There is speculation that this rule could do the exact opposite of what the NFL had hope for. With teams potentially starting at the 25-yard line, other teams could try and combat that by pinning kickoffs inside the 20 like they do with their punters.

“It might backfire,’ Slater said. “I don’t know how other teams will approach it, and quite honestly I don’t know how we’re going to approach it yet. Right now we’re just practicing our technique the same way we would as if it was last year. So we’ll see.”

Slater said he doesn’t think coaches will just hand opponents the ball at the 25-yard line. He knows if he was going up against Tom Brady, that’s the last thing he would want to see.

“If you’re just handing some of the great quarterbacks in this league an extra five yards, I think it certainly changes the game,” Slater said. “I certainly don’t want to give Tom Brady the ball on the 25-yard line.
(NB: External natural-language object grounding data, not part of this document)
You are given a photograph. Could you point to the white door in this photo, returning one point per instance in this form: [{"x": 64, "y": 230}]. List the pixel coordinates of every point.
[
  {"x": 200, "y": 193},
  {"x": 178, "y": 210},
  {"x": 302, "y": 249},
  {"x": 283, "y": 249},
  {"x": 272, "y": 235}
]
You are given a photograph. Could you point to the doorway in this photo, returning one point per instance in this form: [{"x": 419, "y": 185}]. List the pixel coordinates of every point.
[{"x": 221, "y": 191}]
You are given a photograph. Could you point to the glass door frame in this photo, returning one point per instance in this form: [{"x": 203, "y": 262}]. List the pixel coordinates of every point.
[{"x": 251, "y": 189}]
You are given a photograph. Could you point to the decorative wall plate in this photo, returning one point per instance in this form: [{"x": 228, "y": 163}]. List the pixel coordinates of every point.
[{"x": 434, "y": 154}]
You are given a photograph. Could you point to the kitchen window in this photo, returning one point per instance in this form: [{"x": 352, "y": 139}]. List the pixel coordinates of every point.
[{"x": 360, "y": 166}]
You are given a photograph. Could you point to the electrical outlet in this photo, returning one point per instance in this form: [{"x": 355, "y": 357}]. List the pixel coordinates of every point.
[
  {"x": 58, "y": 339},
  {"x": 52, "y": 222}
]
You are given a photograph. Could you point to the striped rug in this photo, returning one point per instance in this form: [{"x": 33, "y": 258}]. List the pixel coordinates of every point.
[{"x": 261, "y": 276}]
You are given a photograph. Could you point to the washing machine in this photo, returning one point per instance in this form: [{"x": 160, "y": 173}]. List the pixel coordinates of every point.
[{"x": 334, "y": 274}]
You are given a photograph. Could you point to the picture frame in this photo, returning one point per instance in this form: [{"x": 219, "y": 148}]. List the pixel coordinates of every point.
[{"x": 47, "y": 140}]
I’d rather him have it on the 20, if I’m playing against him, or behind the 20. Field position is huge in this game.”

Jaguars: A person familiar with the process said Jacksonville receiver Allen Hurns signed a four-year contract extension worth $40 million.
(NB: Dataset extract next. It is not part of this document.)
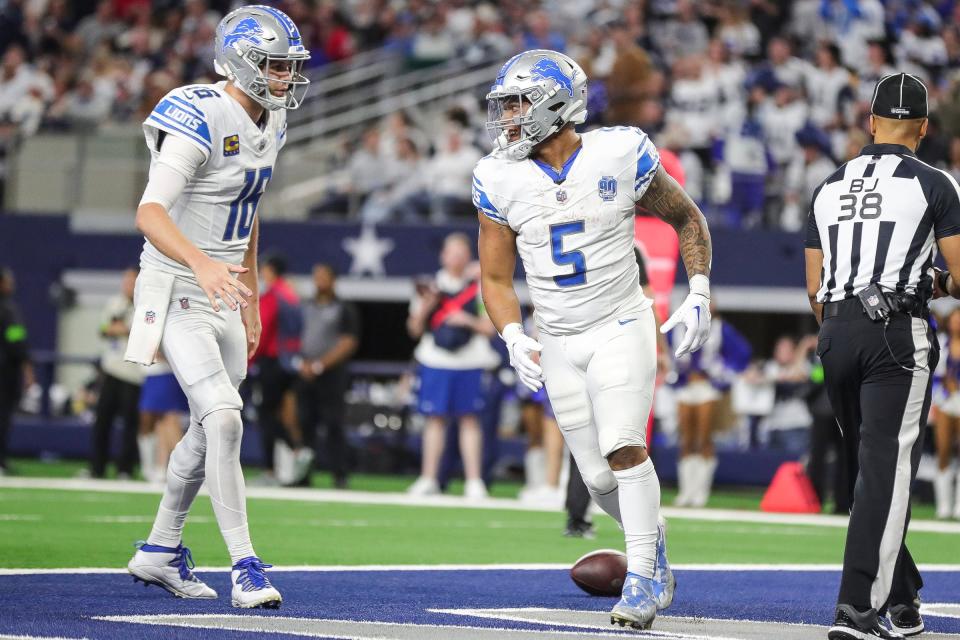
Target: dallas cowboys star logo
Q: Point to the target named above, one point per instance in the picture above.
(367, 252)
The deal includes $20 million guaranteed, said the person who spoke to The Associated Press on the condition of anonymity because the Jaguars don’t release contract details.

The former Miami Hurricanes standout has 115 receptions for 1,708 yards and 16 touchdowns in two seasons, making him the best undrafted rookie to ever sign with Jacksonville.

WASHINGTON: Washington signed third-round pick Kendall Fuller, and now all the team’s draft picks have been signed.

BROWNS: Pro Bowl tight end Gary Barnidge underwent surgery for a sports hernia.

Barnidge led the team with 79 receptions for 1,043 yards and nine touchdowns. Coach Hue Jackson said Barnidge will miss next week’s three-day minicamp but should recover in time for training camp in July.

DOLPHINS: The first game of the 2016 season is three months away, and the Miami Dolphins’ stadium is far from ready.

But team officials said they’re on schedule with a major renovation project, thanks to crews working around the clock since late December.

Officials gave a tour of the stadium Thursday, and the scope of the project was underscored by the enormous cranes towering above in all directions. In the stadium’s four corners, a skeletal assembly of trusses awaited a new canopy.

In short, the place is a mess. That’s the reason the team president, Tom Garfinkel, keeps hearing the same question. He said the project is on schedule, and barring unforeseen circumstances, the stadium will be football-ready for the start of the season.